Groll, A.H., Castagnola, E., Cesaro, S., Dalle, J.H., Engelhard, D., Hope, W., ... & Lehrnbecher, T. (2014). Fourth European Conference on Infections in Leukaemia (ECIL-4): Guidelines for diagnosis, prevention, and treatment of invasive fungal diseases in paediatric patients with cancer or allogeneic hematopoietic stem-cell transplantation. Lancet Oncology, 15, e327–e340. 

Guidelines divided into four categories: Recommendations for diagnosis of IFDs, prophylaxis of IFDs (primary and secondary), empirical and pre-emptive antifungal therapy, and targeted treatments of IFDs, with the exception of rare yeasts and cryptococcosis, which were not addressed. A grading system similar to the one developed by IDSA for adults but specific to address pediatric concerns was used. Four components for grading of recommendation: evidence for efficacy from adult phase 2 and 3 trials, existence and quality of pediatric pharmacokinetic data and dosing recommendations, specific pediatric safety data and supportive efficacy data, and regulatory approval for use in pediatric age groups.

Diagnosis: Cultures, imaging studies; for aspergillus spp, galactomannan monitoring and serial screening two times weekly in pediatrics at a high risk for IFD (index of 0.5 or higher as +); data were too scarce in pediatrics to recommend β-D-Glucan testing; no general recommendation exists for the use of PCR because of the absence of standardization and validation. CT imaging recommended for high-risk pediatrics with febrile granulocytopenia persistenting beyond 96 hours or focal clinical findings.

Primary prophylaxis: In patients undergoing HSCT, prophylaxis is recommended during granulocytopenic phase until engraftment. Options include fluconazole (A-I), itraconazole or voriconazole (B-I), micafungin (C-I), and liposomal amphotericin B (C-III). Considerations for liposomal amphotericin B and posaconazole in children older than age 13 years. In the presence of graft-versus-host disease (GVHD), treatment with immunosuppression prophylaxis is recommended. Options include posaconazole for children aged 13 years or older (B-I), voriconazole for children aged 2 years or older (B-I), and itraconazole (C-III). In high-risk patients with de-novo or recurrent acute leukemia primary, itraconazole plus TDM (B-I), posaconazole  plus TDM 13 years or older, or liposomal amphotericin B (B-II) and fluconazole (C-I) is recommeded.

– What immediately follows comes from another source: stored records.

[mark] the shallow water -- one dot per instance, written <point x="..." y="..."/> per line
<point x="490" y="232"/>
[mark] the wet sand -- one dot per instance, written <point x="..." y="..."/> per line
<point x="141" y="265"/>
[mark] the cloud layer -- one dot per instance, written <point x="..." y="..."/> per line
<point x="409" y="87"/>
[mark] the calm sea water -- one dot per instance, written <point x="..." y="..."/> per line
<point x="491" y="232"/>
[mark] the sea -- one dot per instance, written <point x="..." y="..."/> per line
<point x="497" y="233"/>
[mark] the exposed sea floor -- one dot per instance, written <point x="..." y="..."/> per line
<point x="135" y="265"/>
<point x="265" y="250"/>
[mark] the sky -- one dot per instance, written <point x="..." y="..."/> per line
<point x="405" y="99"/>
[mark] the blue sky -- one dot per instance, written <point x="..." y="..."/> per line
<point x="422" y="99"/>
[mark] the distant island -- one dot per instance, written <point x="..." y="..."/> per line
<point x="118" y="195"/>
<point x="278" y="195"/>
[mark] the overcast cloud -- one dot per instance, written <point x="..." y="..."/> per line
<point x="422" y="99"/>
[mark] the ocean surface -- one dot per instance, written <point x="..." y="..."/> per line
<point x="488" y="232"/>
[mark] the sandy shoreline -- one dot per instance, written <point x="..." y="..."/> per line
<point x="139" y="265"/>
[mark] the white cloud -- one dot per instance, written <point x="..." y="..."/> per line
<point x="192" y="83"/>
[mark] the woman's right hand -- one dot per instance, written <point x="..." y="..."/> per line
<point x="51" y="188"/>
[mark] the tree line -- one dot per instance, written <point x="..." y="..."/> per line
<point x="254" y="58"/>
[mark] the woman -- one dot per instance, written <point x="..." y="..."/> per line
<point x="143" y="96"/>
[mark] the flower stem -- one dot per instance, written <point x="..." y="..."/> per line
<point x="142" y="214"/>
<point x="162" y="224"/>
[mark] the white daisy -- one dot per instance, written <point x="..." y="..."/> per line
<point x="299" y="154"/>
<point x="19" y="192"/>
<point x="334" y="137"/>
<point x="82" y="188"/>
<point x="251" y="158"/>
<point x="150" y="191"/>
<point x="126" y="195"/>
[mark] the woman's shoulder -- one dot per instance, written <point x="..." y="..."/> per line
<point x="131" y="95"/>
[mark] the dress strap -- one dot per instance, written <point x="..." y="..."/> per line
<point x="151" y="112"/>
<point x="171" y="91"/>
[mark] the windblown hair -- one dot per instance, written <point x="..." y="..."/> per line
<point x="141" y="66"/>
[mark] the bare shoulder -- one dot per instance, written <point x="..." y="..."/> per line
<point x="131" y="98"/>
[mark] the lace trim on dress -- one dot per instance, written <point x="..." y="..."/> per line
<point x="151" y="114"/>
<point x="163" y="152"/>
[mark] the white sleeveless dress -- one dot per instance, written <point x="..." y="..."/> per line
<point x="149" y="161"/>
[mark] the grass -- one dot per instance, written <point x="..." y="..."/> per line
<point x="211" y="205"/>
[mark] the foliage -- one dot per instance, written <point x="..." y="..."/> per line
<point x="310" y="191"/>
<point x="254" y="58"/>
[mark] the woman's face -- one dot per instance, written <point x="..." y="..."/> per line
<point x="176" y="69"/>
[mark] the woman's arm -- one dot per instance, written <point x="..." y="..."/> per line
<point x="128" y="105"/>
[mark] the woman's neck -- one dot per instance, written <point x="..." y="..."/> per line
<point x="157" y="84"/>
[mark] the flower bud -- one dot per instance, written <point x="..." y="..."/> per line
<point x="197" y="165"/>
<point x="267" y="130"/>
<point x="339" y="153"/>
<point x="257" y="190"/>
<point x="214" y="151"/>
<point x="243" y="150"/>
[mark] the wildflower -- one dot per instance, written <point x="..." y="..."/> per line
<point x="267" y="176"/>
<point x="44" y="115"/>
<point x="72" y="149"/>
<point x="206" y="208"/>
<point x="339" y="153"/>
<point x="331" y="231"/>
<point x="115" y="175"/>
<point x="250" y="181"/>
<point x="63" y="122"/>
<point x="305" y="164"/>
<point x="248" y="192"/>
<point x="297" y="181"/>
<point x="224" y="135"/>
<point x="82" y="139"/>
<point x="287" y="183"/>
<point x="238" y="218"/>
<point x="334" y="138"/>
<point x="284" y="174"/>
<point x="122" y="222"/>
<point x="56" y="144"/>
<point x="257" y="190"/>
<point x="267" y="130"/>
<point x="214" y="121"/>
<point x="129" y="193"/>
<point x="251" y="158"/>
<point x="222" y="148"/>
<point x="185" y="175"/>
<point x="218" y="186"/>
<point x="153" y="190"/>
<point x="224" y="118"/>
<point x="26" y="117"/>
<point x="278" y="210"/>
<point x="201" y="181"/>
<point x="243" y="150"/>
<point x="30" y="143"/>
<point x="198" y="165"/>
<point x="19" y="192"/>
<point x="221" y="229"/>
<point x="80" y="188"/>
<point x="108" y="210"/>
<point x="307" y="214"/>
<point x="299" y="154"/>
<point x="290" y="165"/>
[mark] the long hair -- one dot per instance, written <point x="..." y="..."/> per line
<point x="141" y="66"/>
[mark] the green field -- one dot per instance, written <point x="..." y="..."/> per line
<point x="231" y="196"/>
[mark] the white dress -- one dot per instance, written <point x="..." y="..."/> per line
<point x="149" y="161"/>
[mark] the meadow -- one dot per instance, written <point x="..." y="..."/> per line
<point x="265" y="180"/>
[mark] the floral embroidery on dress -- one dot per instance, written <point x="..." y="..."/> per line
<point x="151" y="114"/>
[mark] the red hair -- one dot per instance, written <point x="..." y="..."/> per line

Secondary Prophylaxis: Bo data available for patients receiving mold-active antifungal prophylaxis, switching to a different class of mold-active antifungal agents seems reasonable. Patients receiving antifungal prophylaxis without mold activity should be given either caspofungin or liposomal amphotericin B for empirical therapy (no grading).

Targeted treatment: Candidemia treatments are caspofungin (B-II), fluconazole (B0IIU), liposomal amphotericin B (B-II), micafungin (B-11), voriconazole (B-II; restricted to children older than age 2 years and amphotericin B lipid complex [C-II]). A switch in class should be considered in patients with breakthrough infections. Aspergillus treatments are IV voriconazole coupled with TDM (A-I; restricted to patients older than age 2 years), liposomal amphotericin B (B-I), and amphotericin B lipid complex (B-II). Second-line treatment liposomal amphotericin B in amphotericin B naïve patients (B-I) and voriconazole plus TDM in voriconazole naïve patients (A-1: children older than age 2 years). No recommendation for or against hyperbaric oxygen to treat mucorales can be made; adjunctive use of deferasirox is not recommended; recommend initiation of amphotericin B and surgery.

Some recommendations were not graded because of lack of evidence in pediatrics, and some recommendations were based upon adult trials. In addition, there was an assumption that the same principals for pre-emptive therapy in adults could be applied in children.

Additional research is needed in epidemiology and surveillance of resistance, imaging and molecular diagnostics, exposure of antifungal agents in prophylaxis and treatment, and safety of antifungal drugs in the pediatric population.